Strength

Bench Press 1RM test protocol

The maximum weight lifted for one repetition of the barbell flat bench press with the bar touching the chest.

Last updated May 20, 2026

What it measures

Maximum upper-body pressing strength. Less predictive of sport performance than lower-body 1RMs but a useful indicator of overall pressing capacity for combat, contact, and overhead sports.

Equipment

  • Standard flat bench with rack
  • Barbell, calibrated plates, collars
  • Two spotters (essential)

Protocol

  1. Warm-up: 5 reps at 50%, 3 reps at 70%, 1 rep at 85%, 1 rep at 92%.
  2. First attempt: 95% of estimated 1RM. Increments of 2.5–5 kg per attempt.
  3. Foot position: on the floor (no powerlifting arch beyond hip contact with the bench).
  4. The bar must touch the chest and be pressed to full elbow extension.

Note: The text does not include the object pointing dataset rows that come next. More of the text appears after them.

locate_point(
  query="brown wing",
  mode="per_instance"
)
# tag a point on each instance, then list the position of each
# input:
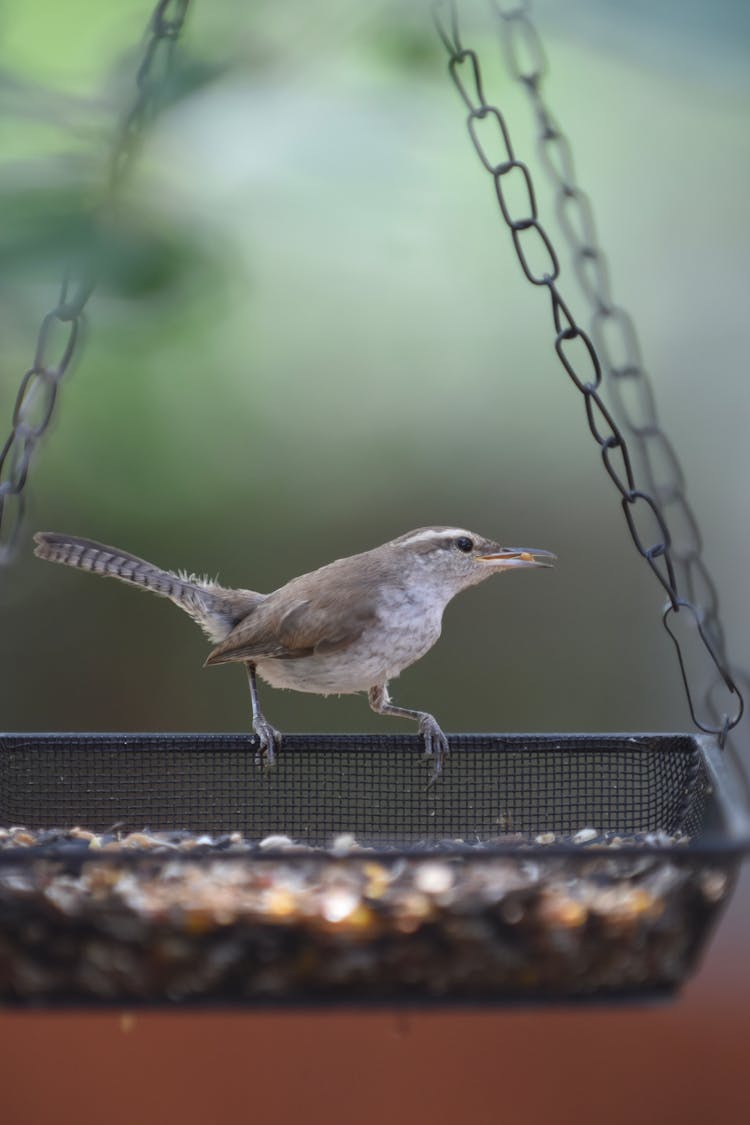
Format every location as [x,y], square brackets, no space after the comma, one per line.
[280,630]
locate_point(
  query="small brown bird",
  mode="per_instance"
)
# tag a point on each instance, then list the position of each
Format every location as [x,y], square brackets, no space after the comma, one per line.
[350,627]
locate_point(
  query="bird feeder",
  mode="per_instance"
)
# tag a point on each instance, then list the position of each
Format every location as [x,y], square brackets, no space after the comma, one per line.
[170,870]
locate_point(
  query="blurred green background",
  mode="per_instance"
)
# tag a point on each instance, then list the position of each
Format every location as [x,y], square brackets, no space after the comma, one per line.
[313,335]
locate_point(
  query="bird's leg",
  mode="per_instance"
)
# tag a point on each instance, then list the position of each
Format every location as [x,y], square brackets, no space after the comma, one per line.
[268,736]
[435,741]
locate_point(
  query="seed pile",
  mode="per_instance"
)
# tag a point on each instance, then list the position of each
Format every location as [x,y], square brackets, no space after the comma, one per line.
[174,916]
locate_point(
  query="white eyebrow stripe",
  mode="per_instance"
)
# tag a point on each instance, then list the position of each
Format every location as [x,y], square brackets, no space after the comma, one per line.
[443,533]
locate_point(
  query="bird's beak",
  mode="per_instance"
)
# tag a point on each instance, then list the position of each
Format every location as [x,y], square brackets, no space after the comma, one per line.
[505,558]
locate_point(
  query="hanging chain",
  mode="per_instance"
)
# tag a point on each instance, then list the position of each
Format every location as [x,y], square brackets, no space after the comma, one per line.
[61,331]
[614,333]
[578,351]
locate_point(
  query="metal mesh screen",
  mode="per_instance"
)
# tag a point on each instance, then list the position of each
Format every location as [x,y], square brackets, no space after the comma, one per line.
[373,786]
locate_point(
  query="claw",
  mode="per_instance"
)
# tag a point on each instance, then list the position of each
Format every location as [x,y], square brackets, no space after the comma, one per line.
[269,743]
[435,746]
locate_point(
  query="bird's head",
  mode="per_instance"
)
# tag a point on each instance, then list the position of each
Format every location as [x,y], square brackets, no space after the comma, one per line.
[453,558]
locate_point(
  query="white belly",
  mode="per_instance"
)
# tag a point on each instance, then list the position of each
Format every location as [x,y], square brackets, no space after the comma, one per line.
[379,655]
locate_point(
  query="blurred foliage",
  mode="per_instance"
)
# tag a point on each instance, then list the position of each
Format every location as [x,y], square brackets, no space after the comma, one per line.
[310,334]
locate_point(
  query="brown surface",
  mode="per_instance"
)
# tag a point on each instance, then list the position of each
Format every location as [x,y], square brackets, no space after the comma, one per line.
[686,1062]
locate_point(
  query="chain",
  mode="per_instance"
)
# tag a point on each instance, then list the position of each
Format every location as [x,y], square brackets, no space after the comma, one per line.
[614,332]
[677,569]
[61,331]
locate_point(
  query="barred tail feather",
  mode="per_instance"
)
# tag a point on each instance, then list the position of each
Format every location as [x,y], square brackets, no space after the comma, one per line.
[215,609]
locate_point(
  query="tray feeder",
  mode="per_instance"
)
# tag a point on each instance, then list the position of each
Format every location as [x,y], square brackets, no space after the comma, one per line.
[168,869]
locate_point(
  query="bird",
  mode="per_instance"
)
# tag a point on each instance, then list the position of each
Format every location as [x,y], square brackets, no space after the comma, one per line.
[349,627]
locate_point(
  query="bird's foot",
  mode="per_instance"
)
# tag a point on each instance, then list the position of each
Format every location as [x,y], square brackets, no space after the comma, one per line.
[269,743]
[435,745]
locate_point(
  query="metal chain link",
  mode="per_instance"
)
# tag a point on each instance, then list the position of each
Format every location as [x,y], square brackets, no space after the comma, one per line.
[61,331]
[615,335]
[579,353]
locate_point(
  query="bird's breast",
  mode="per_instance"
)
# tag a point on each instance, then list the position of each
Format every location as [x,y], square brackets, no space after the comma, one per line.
[404,629]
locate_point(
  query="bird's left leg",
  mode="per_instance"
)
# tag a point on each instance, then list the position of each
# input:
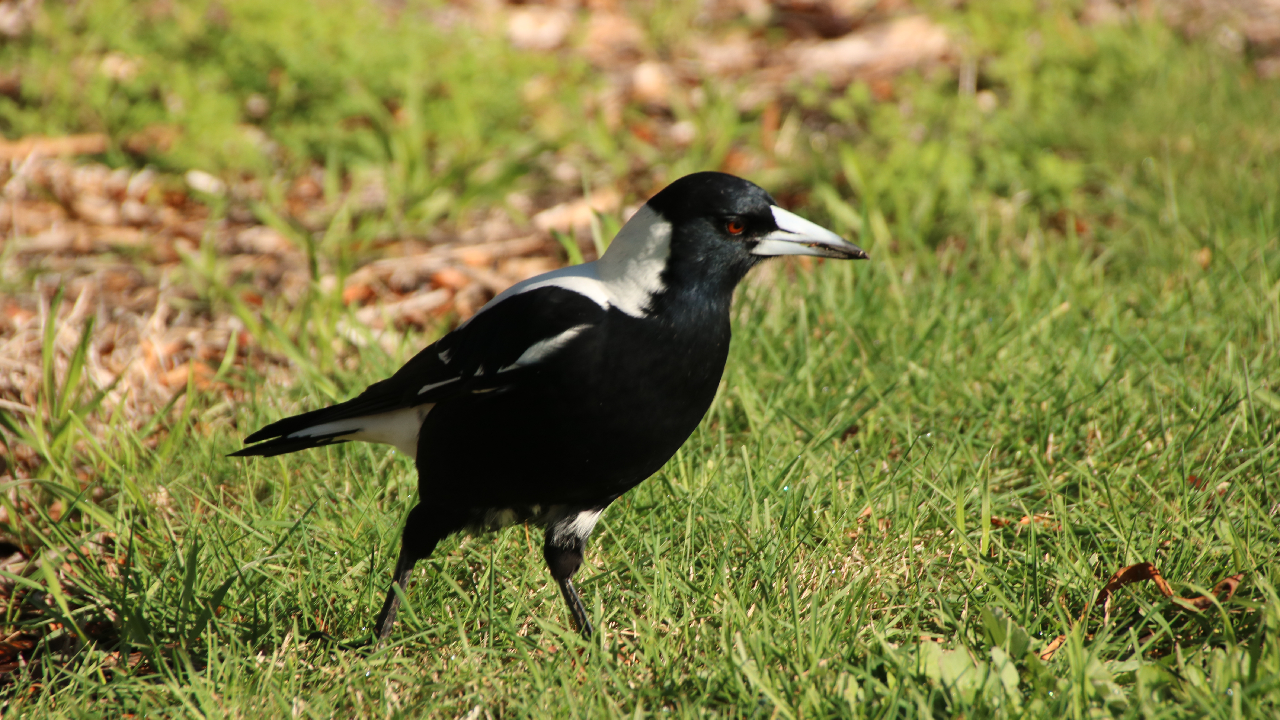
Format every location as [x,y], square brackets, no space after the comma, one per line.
[562,547]
[421,533]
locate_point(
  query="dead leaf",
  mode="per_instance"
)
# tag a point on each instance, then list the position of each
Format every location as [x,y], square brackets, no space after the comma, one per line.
[1224,589]
[1052,647]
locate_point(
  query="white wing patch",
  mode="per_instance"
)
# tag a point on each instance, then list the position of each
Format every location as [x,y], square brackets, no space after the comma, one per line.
[626,277]
[398,428]
[631,268]
[433,386]
[544,349]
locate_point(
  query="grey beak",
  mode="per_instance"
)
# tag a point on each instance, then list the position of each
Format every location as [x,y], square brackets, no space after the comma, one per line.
[798,236]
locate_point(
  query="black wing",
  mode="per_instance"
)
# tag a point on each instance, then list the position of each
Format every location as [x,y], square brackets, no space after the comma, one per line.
[488,351]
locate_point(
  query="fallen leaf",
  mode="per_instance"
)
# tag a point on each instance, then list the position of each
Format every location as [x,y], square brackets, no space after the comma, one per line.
[22,147]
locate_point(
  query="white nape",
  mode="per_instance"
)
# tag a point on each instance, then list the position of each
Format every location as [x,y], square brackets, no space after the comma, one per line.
[398,428]
[626,277]
[544,349]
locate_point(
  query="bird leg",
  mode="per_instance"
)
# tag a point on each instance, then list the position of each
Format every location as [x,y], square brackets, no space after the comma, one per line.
[417,541]
[403,569]
[563,554]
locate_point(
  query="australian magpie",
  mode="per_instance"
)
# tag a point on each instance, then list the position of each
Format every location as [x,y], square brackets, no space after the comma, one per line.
[620,356]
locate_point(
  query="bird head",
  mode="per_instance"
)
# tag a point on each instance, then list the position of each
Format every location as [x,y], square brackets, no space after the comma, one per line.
[703,232]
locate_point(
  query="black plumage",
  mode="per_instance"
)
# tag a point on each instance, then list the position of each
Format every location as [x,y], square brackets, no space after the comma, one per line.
[621,358]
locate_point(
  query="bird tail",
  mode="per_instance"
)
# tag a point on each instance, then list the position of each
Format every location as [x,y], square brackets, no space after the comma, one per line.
[365,418]
[283,445]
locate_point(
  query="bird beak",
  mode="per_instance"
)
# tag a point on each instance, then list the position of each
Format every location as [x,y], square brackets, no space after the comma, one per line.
[798,236]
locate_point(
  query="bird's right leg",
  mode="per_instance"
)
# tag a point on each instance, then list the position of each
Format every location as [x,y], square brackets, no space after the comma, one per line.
[562,548]
[421,533]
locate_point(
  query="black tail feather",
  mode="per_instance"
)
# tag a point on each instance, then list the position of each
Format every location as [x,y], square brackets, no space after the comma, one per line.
[283,445]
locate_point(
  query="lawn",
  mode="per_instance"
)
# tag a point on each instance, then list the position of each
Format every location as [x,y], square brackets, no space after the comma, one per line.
[909,496]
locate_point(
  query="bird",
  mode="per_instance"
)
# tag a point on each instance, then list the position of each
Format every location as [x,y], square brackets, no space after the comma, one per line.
[571,387]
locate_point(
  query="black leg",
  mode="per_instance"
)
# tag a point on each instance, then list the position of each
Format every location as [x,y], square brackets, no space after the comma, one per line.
[417,541]
[575,606]
[563,552]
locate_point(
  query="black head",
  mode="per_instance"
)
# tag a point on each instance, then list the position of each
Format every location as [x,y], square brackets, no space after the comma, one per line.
[723,226]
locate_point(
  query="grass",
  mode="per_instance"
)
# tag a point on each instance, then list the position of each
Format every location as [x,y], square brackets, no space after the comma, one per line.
[1073,310]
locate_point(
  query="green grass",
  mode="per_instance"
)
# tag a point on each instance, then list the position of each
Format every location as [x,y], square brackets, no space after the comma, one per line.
[823,545]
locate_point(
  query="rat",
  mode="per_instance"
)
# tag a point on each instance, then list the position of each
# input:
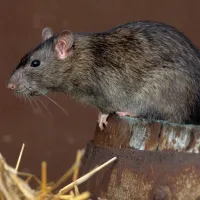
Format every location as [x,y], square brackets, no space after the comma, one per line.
[141,69]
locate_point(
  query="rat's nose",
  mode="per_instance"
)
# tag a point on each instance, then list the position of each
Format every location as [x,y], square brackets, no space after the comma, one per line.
[11,86]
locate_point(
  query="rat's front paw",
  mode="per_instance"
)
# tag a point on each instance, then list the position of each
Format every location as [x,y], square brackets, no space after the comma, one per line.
[123,114]
[102,120]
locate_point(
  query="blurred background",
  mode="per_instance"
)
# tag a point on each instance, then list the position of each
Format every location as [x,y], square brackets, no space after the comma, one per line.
[56,137]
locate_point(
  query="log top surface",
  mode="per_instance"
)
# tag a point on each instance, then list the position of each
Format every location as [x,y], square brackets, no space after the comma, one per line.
[141,134]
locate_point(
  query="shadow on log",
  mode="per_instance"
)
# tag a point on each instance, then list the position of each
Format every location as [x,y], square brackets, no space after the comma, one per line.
[156,160]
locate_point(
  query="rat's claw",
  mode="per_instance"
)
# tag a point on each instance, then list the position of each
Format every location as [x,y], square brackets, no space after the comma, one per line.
[102,120]
[123,114]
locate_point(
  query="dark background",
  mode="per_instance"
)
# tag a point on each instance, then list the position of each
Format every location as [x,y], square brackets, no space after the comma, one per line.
[56,138]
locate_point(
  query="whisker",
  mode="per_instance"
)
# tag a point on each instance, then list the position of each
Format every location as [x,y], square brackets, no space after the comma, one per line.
[37,105]
[44,105]
[30,102]
[59,106]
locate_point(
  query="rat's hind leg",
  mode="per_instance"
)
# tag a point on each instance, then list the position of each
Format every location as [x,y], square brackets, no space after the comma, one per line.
[123,114]
[102,120]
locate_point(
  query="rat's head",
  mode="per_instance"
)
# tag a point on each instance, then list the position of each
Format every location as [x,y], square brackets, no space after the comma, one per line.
[39,71]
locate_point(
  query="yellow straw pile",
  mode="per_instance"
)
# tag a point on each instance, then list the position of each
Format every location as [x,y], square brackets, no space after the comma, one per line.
[13,187]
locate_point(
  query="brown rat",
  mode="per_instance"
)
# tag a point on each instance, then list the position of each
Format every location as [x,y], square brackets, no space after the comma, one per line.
[143,68]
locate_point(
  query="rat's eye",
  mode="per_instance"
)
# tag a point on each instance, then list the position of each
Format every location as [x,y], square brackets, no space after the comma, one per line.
[35,63]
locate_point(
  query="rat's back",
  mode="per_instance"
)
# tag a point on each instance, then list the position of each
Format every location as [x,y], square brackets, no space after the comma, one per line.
[152,70]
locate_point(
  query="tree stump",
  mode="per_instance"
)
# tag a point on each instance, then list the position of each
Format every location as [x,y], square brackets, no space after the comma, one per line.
[156,160]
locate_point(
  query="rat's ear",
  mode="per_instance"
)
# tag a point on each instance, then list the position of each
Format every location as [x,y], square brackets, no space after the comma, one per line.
[47,33]
[64,44]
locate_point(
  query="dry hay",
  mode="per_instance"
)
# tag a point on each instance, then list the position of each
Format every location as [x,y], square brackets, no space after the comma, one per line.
[14,187]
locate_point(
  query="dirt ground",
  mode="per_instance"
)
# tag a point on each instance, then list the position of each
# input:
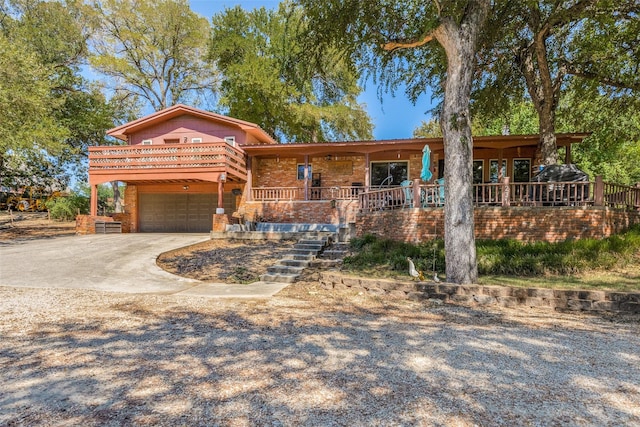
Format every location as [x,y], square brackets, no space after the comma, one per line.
[306,357]
[32,225]
[224,261]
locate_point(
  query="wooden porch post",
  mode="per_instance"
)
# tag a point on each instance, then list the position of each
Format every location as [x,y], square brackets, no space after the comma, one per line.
[506,190]
[367,177]
[417,200]
[94,199]
[598,192]
[306,177]
[249,185]
[220,194]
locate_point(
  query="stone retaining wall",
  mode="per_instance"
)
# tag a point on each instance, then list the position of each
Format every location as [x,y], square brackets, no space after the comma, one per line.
[549,224]
[572,300]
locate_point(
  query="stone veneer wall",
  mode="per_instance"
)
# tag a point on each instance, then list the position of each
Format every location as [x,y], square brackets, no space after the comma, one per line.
[550,224]
[555,299]
[86,224]
[313,212]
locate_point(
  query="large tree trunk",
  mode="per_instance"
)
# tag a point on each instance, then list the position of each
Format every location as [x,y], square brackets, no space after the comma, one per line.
[459,43]
[547,152]
[544,92]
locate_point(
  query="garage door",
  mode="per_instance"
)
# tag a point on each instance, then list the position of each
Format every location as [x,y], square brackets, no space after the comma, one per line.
[176,213]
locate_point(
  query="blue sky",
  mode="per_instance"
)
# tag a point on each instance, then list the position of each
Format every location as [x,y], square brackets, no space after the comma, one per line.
[394,117]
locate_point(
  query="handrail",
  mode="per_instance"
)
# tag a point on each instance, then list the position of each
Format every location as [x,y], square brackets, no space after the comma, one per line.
[208,155]
[510,194]
[314,193]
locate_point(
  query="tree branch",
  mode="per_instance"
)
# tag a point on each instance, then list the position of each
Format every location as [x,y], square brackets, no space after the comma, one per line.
[603,79]
[391,46]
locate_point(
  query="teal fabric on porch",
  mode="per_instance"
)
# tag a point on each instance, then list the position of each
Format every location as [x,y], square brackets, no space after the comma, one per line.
[426,174]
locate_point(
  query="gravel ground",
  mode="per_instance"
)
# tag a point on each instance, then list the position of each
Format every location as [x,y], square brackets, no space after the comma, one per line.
[308,357]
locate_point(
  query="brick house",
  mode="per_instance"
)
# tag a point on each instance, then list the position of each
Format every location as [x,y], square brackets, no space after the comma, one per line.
[189,170]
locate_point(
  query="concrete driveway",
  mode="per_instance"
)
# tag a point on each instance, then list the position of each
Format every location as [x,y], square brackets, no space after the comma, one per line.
[113,263]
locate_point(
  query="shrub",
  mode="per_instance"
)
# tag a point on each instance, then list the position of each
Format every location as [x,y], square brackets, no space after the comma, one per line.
[500,257]
[66,208]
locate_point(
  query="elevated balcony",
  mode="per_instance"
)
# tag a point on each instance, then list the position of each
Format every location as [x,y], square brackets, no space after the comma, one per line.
[212,162]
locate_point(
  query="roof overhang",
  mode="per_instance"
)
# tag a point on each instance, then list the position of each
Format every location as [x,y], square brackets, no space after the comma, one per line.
[121,132]
[413,144]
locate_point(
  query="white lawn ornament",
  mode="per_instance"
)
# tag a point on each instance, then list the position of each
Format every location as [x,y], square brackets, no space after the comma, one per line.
[416,274]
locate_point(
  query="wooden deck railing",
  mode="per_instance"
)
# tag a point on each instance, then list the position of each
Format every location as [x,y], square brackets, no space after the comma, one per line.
[313,193]
[216,156]
[595,193]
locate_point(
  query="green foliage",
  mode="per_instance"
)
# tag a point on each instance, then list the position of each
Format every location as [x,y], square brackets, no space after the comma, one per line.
[268,79]
[569,58]
[153,50]
[499,257]
[50,113]
[66,208]
[373,253]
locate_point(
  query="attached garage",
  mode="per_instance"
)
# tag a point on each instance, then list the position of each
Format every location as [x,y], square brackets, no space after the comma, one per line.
[176,212]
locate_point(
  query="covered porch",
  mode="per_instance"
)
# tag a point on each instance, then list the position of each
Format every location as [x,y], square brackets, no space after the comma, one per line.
[345,170]
[171,187]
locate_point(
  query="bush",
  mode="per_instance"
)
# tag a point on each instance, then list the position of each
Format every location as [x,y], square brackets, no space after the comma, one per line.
[66,208]
[499,257]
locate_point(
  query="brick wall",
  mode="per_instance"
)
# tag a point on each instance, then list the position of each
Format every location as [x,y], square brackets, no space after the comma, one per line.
[558,299]
[125,219]
[520,223]
[86,224]
[315,212]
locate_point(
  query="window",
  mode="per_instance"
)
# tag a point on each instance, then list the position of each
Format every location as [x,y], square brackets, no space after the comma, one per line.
[389,173]
[521,170]
[493,170]
[301,171]
[478,171]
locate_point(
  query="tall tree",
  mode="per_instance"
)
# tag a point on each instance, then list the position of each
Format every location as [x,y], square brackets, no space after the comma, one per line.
[407,42]
[267,79]
[545,47]
[58,113]
[153,50]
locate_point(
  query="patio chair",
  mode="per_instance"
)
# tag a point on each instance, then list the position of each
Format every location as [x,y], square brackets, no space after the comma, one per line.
[435,198]
[407,189]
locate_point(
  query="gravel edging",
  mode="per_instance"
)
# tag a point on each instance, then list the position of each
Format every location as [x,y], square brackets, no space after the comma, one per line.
[558,299]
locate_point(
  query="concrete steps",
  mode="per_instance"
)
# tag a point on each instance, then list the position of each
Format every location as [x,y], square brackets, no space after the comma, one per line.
[292,264]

Spotters track every rep.
  5. 3–5 minutes between attempts. Max 5 attempts.

Scoring

Absolute load lifted (kg or lb). Relative strength (1RM ÷ bodyweight) is also recorded.

Typical ranges

Elite male field sport: 1.3–1.8× bodyweight. NCAA football linemen: 1.5–2.0×. NCAA women's soccer: 0.7–1.0×.

Practical notes

  • The NFL Combine variant is max reps at 225 lb (≈ 102 kg) rather than 1RM — a different test of strength-endurance rather than peak strength.

References

  • Baechle TR, Earle RW (2008). Essentials of Strength Training and Conditioning, 3rd ed. NSCA / Human Kinetics.